Depuis 2013 un groupe de parlementaires socialistes, que les médias appellent « frondeurs », s’opposent à certaines mesures prises par le gouvernement et notamment la loi El-Khomri : « Il y a dans la gauche de gouvernement deux projets, deux visions du monde et du code du travail, l’une d’inspiration libérale et l’autre réformiste, qui sont aujourd’hui en débat » (Christian Paul, député PS).

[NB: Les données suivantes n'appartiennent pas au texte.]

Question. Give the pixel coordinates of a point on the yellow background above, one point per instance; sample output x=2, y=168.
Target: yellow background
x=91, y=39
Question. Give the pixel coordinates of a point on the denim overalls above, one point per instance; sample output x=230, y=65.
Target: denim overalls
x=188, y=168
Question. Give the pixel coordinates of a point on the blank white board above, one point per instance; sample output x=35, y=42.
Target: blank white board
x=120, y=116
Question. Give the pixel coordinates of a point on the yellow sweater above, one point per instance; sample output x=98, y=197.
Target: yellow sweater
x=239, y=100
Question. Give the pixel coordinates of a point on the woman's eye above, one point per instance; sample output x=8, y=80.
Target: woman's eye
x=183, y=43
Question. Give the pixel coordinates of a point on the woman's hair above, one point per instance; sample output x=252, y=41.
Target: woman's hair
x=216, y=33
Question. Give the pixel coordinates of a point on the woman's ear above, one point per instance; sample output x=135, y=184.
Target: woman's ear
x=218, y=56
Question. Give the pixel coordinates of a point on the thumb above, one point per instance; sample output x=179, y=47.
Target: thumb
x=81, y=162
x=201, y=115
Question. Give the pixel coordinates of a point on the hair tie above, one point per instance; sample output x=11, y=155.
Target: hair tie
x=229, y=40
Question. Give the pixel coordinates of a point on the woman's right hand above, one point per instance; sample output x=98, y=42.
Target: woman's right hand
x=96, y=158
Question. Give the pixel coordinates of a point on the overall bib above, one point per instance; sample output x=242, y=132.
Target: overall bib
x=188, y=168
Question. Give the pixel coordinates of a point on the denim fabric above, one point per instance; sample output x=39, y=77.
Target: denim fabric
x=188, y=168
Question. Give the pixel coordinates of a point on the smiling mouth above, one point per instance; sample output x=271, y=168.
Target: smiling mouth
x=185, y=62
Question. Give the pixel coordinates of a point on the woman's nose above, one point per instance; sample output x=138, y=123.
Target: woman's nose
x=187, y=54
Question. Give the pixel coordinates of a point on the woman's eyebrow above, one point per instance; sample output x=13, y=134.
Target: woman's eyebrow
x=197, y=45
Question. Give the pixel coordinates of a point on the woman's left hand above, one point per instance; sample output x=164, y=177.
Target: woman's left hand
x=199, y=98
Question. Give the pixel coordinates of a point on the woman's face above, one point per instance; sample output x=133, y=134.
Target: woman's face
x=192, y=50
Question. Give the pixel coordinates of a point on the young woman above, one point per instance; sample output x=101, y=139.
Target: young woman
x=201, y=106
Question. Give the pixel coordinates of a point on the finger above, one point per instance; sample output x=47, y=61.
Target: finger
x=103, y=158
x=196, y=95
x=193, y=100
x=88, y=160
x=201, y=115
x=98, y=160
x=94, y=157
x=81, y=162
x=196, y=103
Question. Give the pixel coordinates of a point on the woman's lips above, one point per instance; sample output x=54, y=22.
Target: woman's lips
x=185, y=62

Ce groupe se pose donc en défenseur de la ligne « réformiste » face à la dérive « sociale-libérale » du gouvernement incarné par Manuel Valls et Emmanuel Macron, accusés d’être des « tartuffes », de « faux socialistes ». Traditionnellement le PS, en tant que parti social-démocrate, voulait relancer la croissance en soutenant le pouvoir d’achat (la demande) et par ce biais relancer la production (en opposition avec une politique dite de droite qui privilégiait l’offre au détriment du marché). Désormais, face à la crise du capitalisme et à la concurrence acharnée des autres impérialismes, la bourgeoisie française est conduite, pour préserver ses intérêts à pressurer toujours plus le travail. Le gouvernement de Hollande applique donc une politique « libérale » qui vise à perfuser le capital par des aides (CICE, Pacte de responsabilité…) et à réduire les salaires.

C’est cette politique économique, sociale-libérale assumée, que les frondeurs ne peuvent accepter. Ils restent attachés aux vieux ressorts de la social-démocratie, c’est-à-dire de tromper les masses en faisant croire que si le capitalisme n’est pas un système parfait, on peut le rendre supportable, mais sans jamais aborder la question du pouvoir et du renversement du capitalisme. De conserver l’utopie qu’on peut résoudre la crise, en ne remettant pas en cause le système lui-même, mais en l’améliorant.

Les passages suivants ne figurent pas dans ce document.